We will also get to enjoy some very good topwater action during the month of October. As with any bait there is a time and place to tie on a surface plug. Mullet pushed into tight balls or shrimp getting blasted out of the water may as well be a giant neon sign that reads “Throw a Topwater!” There are other times when we’ll chunk one if we think the trout are there but are possibly just in a somewhat negative feeding pattern. The side-to-side action and annoying rattle can sometimes at least draw agitation strikes when nothing else will. In this scenario I generally stay put and try different things until they are ready to feed. It could just be something as simple as waiting on a tide change. Sometimes a smaller topwater can get the job done better than a larger and louder one. This seems to be especially true in calm conditions. Some of my favorite topwater plugs are MirrOlure She Dogs, Rapala Skitterwalks, Heddon Super Spook One Knockers and the Super Spook Jr.

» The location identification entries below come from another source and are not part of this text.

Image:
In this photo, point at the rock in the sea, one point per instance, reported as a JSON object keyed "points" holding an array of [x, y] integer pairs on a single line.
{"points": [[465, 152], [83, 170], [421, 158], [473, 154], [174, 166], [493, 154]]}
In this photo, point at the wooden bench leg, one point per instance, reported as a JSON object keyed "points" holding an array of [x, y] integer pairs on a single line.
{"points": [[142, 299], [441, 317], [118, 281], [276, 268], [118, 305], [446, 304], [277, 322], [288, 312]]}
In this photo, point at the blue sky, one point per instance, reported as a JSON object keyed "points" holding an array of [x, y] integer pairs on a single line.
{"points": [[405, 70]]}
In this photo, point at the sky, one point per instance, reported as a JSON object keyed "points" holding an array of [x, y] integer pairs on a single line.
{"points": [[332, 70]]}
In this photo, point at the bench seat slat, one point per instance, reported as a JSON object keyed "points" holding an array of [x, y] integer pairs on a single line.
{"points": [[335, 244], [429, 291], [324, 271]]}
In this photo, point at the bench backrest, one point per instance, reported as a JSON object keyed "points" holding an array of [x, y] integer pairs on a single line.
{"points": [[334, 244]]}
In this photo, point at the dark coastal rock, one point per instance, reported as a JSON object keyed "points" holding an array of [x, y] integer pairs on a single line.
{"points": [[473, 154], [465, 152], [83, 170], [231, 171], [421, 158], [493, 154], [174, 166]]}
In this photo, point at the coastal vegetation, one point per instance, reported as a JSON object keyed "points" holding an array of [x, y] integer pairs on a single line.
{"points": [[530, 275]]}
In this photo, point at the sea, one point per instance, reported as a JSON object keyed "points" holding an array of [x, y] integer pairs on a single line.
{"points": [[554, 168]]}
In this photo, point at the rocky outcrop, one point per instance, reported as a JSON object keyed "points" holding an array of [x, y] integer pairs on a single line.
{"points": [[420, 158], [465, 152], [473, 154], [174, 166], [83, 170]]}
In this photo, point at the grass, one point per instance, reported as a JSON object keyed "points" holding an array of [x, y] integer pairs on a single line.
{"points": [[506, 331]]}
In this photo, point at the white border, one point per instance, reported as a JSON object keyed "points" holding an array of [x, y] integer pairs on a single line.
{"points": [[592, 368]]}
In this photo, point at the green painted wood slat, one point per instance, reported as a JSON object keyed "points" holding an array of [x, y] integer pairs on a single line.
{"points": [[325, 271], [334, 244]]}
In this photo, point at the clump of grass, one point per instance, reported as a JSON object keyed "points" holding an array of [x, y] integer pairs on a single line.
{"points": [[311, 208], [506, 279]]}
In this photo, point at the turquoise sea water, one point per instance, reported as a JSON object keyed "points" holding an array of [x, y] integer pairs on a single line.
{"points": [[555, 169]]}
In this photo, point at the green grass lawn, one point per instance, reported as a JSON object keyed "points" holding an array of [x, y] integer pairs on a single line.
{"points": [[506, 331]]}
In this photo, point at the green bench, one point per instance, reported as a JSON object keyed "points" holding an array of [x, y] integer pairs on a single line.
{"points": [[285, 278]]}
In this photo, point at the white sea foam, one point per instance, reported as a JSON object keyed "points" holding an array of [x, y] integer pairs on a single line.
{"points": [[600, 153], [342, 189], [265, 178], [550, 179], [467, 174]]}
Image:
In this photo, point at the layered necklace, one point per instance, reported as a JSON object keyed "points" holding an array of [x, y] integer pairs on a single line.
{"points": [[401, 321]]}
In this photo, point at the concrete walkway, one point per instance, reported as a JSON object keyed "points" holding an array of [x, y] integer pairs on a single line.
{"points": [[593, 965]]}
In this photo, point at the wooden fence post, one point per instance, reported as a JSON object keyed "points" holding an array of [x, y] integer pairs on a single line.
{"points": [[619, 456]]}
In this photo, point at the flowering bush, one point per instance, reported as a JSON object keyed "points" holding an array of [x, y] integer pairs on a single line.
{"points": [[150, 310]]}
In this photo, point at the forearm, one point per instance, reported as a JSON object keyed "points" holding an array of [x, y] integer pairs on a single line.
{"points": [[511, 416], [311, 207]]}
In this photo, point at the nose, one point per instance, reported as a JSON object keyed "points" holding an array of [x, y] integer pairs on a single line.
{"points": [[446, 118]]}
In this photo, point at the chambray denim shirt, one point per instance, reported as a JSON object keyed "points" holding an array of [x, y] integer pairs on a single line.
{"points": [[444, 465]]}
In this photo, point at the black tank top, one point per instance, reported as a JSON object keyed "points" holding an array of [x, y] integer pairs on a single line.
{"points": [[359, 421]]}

Early cool fronts often bring stiff northeast winds which tend to bull tides up along shorelines. This can actually set up well as trout begin to gravitate to shorelines anyway. It just so happens that most of the protected shorelines in the Galveston Bay Complex on a northeast wind are high percentage areas for this time of year. This coupled with higher than normal tide levels helps the water maintain good clarity. Speaking of high winds, we all need to be smart when making choices about when to go fishing and when to stay home. More often than not there are boat ramps on protected shorelines to keep us out of the choppy stuff. Crossing miles of open bay in rough seas is not only unsafe but it’s hard on your boat as well.Weather patterns and environmental changes seem to be changing more and more every year. As a result, trout tend to be holding in different areas compared to years past. Just because you caught them in a spot in October three years ago doesn’t mean you can repeat that trick this year. Try not to get stuck running the same track lines every time out. We’re all guilty of it. There are plenty of signs to point us in the right direction if we are willing to keep an open mind. Keep your head on a swivel and best of luck this fall!